這晚的模特是潘琳琳,她人來瘋, 坐不住,一會這動動,一會那扭扭, 一會又找人說話。
趙成峰呵斥了好幾次才稍微老實一點。
潘琳琳老實了,陳遇才有功夫觀察她的五官特征。
真人頭像和石膏像的區別是,石膏像只是單純講究結構和空間的表達, 而真人頭像, 還要講究人物靈魂的表達。
因此有時候甚至要故意忽略掉很多結構。
要模糊掉的,必須模糊,要突出的,就必須精細描畫, 将那部分突出來,達到一眼望過去就能被吸引的地步。

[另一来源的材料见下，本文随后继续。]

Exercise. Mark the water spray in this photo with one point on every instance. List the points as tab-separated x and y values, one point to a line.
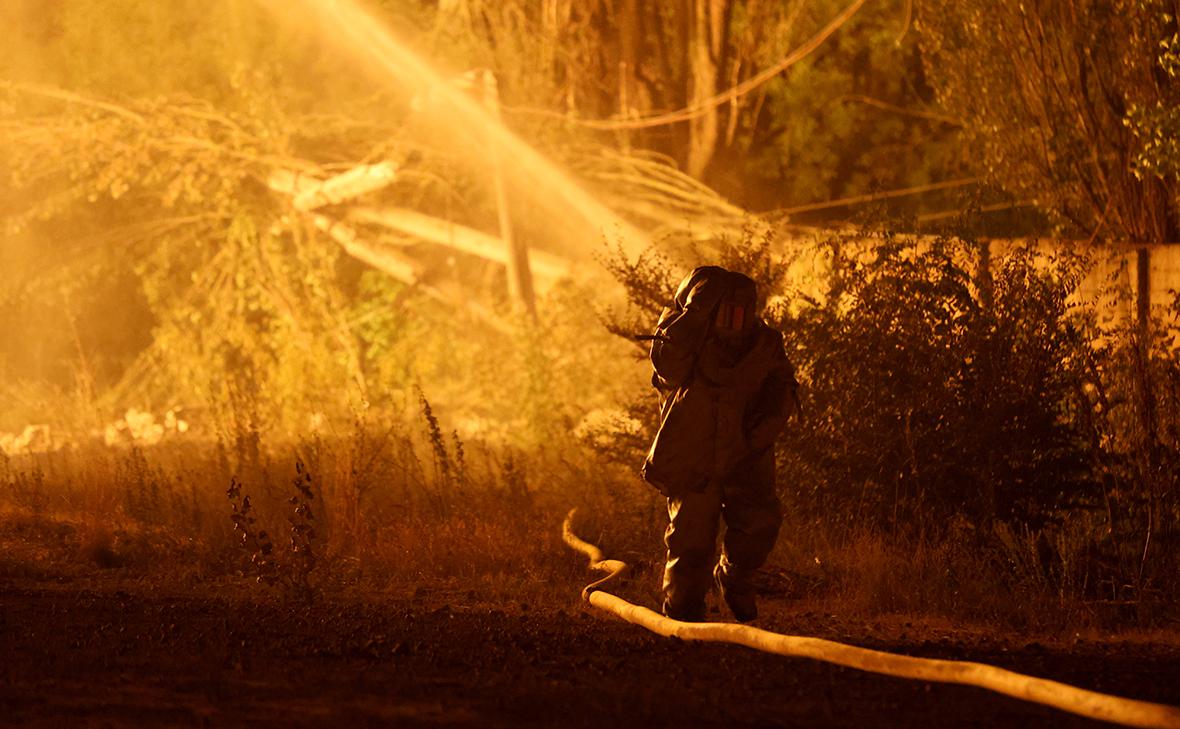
369	41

陳遇畫男的得心應手,一畫女的, 效果就不太好, 她線條太重了,溫柔細膩不起來。
就像現在這張,整個面部輪廓都過于粗犷硬氣。
陳遇看看自己畫的,再看看潘琳琳,毫無一絲相似度, 就連性別都……
一旁的江随捏住她的衣袖,把她的胳膊拎開, 看一眼她的畫:“潘琳琳性轉?”
陳遇:“……”
劉珂也湊頭:“畫的沒問題,就是不像。”
陳遇:“……”
這我能說什麽?
劉珂開玩笑:“你這倆麻花辮一左一右搭着,像男扮女裝的小夥子。”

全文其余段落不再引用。